跳转至

Evaluate a model in code(在代码中评估模型)

:::callout{theme="warning"} Metric sets were built for dataset-backed models using foundry_ml, a library which has been formally deprecated since October 31, 2025. For new implementations, we recommend using experiments instead. Metric sets will not appear on the model page for a model built with palantir_models, although they can be shown in a modeling objective. :::

In Foundry, the performance of an individual model can be evaluated in code by creating one or more metric sets for that model. This page assumes knowledge of the MetricSet class.

The metrics produced by a metric set are associated with a specific transaction of the evaluation dataset and are available for review in the Modeling Objectives application. Note that you'll need to enable these metrics by toggling Only show metrics produced by evaluation configuration in the Modeling Objectives settings page.

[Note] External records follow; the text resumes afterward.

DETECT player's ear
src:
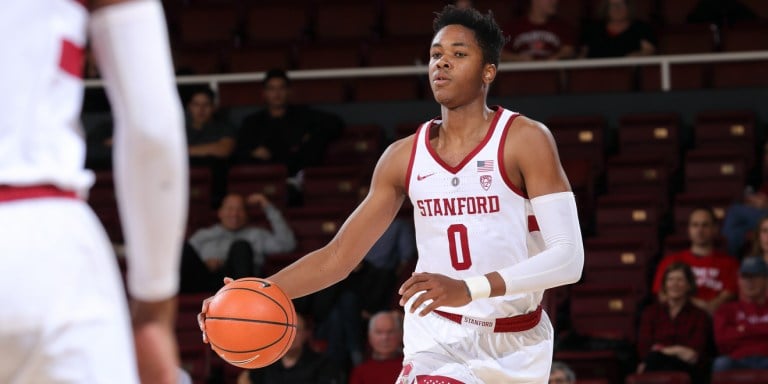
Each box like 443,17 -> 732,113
483,63 -> 496,84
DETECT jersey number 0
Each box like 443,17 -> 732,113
448,224 -> 472,271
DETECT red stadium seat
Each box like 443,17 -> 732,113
625,371 -> 691,384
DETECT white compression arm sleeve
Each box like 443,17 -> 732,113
499,192 -> 584,295
90,0 -> 188,301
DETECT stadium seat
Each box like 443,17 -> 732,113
565,67 -> 635,93
314,1 -> 380,41
625,371 -> 691,384
227,164 -> 288,208
491,70 -> 562,97
618,113 -> 681,169
712,369 -> 768,384
351,76 -> 426,102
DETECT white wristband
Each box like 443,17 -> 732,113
464,275 -> 491,300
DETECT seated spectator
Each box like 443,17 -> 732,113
501,0 -> 576,61
186,87 -> 235,207
747,216 -> 768,263
187,87 -> 235,159
637,262 -> 712,383
712,257 -> 768,372
723,142 -> 768,257
653,208 -> 739,314
180,193 -> 296,293
581,0 -> 657,57
236,69 -> 344,176
549,361 -> 576,384
349,311 -> 403,384
237,313 -> 344,384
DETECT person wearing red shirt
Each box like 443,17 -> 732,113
653,208 -> 739,314
349,311 -> 403,384
637,262 -> 712,383
712,257 -> 768,372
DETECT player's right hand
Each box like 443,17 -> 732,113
197,277 -> 234,344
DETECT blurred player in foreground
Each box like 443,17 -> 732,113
0,0 -> 187,384
201,6 -> 584,383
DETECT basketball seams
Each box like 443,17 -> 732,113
205,278 -> 297,368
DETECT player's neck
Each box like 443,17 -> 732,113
441,102 -> 496,139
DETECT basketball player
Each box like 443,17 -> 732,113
0,0 -> 187,384
201,6 -> 584,384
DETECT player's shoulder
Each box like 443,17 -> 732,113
507,114 -> 552,140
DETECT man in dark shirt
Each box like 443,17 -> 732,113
235,69 -> 344,176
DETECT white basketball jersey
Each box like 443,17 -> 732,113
406,107 -> 542,318
0,0 -> 93,193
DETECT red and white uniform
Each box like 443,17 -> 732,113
0,0 -> 93,193
400,107 -> 553,383
0,0 -> 138,383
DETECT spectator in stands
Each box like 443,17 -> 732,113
501,0 -> 576,61
186,86 -> 235,207
237,313 -> 344,384
236,69 -> 344,176
722,142 -> 768,257
637,262 -> 712,383
581,0 -> 657,57
712,257 -> 768,372
549,361 -> 576,384
747,216 -> 768,263
349,311 -> 403,384
181,193 -> 296,293
187,87 -> 235,158
653,207 -> 739,314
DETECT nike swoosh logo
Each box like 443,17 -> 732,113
416,172 -> 435,181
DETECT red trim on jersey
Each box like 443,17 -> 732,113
416,375 -> 464,384
0,184 -> 77,203
59,39 -> 84,78
497,113 -> 528,199
405,122 -> 431,196
432,305 -> 541,333
528,215 -> 540,232
424,106 -> 504,175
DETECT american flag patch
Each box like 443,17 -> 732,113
477,160 -> 493,172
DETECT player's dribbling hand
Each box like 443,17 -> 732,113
197,277 -> 235,344
398,272 -> 472,316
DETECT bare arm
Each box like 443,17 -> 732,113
268,137 -> 413,298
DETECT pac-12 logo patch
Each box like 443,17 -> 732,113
480,175 -> 493,191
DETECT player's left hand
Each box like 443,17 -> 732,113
398,272 -> 472,316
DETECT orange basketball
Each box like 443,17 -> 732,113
205,278 -> 296,368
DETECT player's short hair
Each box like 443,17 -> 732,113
264,68 -> 291,85
432,4 -> 507,65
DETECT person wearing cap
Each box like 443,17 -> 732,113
712,257 -> 768,372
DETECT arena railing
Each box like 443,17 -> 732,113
85,51 -> 768,91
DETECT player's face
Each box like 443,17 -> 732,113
688,209 -> 717,246
264,77 -> 288,107
664,270 -> 691,299
187,93 -> 213,124
429,25 -> 495,108
219,195 -> 248,231
369,316 -> 401,356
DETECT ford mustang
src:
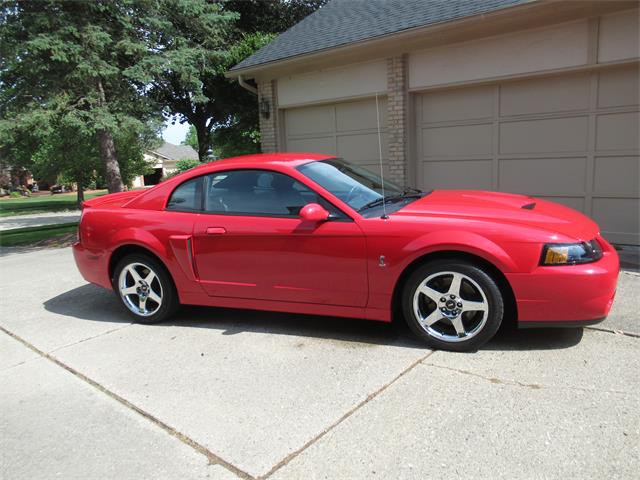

:::callout{theme="neutral"} Metrics are associated with a specific transaction of an input dataset; you may need to rerun the code that produces a metric set each time you update the model or input dataset. :::

Metrics in Model Preview Application

Evaluate a model in Code Workbook

To evaluate a model in the Code Workbook application:

  1. Create a code workbook or open an existing workbook.
  2. Import the foundry_ml package into the environment for your code workbook. The foundry_ml_metrics package will be available as part of foundry_ml.
  3. Import the model and evaluation dataset into the code workbook.
  4. Create a transform that produces a MetricSet object in Python and associate your model and evaluation dataset as inputs of that MetricSet.
  5. Be sure to save the results as a dataset.
  6. The input types of the model will need to be an Object and the evaluation dataset a TransformsInput.
  7. Add the metrics to the MetricSet in your transform.
  8. Return the MetricSet as the result of the transform.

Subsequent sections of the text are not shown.